Chronoscopes for deep space

The Latvian laboratory produces around ten chronoscopes each year to equip observatories around the world.

They allow us to observe the Earth’s atmosphere, increasingly congested by new waves of private satellites that are added to the traditional scientific and military devices.

“Following them all requires the right tools,” stresses Pavels Razmajevs, Eventech’s Chief Operating Officer.

Although Latvia did not become a full member of ESA until 2016, its engineers have been tracking satellites since the Soviet era.

The University of Latvia has its own laser telemetry station located in a forest south of Riga.

To make their devices, Eventech engineers use analog parts as much as possible because microchips take nanoseconds to evaluate the signal, too long for measurements calculated in picoseconds.

Even the physical length of the motherboard can affect the speed at which the signal travels from one circuit to another.

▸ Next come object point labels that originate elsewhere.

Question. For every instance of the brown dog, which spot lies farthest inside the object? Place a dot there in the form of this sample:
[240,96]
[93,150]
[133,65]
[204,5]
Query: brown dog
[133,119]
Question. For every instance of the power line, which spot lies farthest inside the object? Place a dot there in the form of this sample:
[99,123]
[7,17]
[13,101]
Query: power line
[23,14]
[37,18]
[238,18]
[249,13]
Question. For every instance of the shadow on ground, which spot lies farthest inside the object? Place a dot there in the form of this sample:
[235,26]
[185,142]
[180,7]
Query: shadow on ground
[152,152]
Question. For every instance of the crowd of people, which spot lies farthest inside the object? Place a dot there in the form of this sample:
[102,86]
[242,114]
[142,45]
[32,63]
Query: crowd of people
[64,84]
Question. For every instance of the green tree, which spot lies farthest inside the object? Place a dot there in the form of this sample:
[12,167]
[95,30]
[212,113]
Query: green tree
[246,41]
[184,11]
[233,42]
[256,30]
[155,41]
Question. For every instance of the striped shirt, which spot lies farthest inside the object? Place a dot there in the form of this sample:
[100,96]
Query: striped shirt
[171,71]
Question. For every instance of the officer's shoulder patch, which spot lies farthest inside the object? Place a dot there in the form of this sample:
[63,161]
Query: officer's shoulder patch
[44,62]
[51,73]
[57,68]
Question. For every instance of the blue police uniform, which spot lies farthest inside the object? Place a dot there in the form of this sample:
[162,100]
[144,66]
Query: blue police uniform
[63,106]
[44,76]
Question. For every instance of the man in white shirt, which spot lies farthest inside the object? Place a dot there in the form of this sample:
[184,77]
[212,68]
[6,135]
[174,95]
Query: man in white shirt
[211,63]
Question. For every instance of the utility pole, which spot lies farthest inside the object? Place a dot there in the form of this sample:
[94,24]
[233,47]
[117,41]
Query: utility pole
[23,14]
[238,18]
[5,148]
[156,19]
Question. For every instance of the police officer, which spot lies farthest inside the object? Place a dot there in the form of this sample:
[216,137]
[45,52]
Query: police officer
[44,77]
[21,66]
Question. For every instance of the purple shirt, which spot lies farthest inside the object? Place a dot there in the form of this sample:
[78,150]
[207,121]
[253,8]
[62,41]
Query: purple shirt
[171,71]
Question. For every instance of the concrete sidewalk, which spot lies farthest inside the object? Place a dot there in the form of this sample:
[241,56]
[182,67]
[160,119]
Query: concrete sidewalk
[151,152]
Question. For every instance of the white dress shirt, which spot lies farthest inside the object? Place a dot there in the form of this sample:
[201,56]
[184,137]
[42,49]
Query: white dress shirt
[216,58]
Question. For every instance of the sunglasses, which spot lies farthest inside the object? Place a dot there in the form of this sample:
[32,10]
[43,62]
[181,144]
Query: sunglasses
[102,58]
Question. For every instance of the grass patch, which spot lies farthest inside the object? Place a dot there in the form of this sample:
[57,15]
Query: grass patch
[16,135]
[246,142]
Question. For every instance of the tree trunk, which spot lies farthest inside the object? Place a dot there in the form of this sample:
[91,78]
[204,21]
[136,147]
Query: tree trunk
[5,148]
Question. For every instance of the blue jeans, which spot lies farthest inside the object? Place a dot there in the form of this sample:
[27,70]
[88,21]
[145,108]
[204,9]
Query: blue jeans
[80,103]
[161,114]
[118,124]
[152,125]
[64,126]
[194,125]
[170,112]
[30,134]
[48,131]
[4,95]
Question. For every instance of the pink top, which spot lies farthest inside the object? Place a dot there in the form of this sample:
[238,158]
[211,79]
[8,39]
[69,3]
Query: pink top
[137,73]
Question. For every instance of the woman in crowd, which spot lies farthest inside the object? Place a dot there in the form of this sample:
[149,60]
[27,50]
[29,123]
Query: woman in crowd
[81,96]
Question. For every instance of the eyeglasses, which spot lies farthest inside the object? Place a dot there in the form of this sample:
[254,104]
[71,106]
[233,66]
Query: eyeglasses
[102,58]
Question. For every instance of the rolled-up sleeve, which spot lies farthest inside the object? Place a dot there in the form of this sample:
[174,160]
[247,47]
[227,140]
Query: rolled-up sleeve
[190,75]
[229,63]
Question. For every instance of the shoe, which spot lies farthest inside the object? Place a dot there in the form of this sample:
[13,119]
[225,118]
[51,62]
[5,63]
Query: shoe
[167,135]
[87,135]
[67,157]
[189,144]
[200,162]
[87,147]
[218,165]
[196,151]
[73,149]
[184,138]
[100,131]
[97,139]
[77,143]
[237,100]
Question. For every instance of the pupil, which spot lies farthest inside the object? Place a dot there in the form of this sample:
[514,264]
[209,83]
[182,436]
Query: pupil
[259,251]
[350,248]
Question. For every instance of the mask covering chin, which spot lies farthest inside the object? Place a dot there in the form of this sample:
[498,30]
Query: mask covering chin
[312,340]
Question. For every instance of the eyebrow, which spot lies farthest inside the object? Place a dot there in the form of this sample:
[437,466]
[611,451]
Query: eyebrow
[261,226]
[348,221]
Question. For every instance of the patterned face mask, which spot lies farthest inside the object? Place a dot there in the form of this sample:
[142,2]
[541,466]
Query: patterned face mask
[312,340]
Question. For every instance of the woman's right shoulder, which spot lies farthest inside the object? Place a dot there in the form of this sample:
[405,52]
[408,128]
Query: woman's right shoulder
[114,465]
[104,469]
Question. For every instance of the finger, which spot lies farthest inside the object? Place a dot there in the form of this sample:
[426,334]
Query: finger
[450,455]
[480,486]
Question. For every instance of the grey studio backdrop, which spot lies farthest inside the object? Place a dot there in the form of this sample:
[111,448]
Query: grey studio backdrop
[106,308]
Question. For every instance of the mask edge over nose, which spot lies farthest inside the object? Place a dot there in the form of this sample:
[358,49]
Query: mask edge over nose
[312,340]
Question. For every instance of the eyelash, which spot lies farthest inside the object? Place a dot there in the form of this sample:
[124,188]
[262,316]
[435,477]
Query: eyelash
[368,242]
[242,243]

While chronoscopes are used to measure from Earth, a different device designed for distant missions in space is being developed in another corner of the lab, intended to track different interplanetary objects from a probe. moving space.

“There is no GPS coverage device on other planets, so you have to carry your own precision telemetry equipment,” Pulkstenis explained.

Developing devices for deep space is a very complex task, but that is what Eventech engineers appreciate the most.

“Our cutting-edge technology has to withstand extreme temperatures in space and cosmic radiation,” says Pulkstenis, but “it’s a nice challenge.”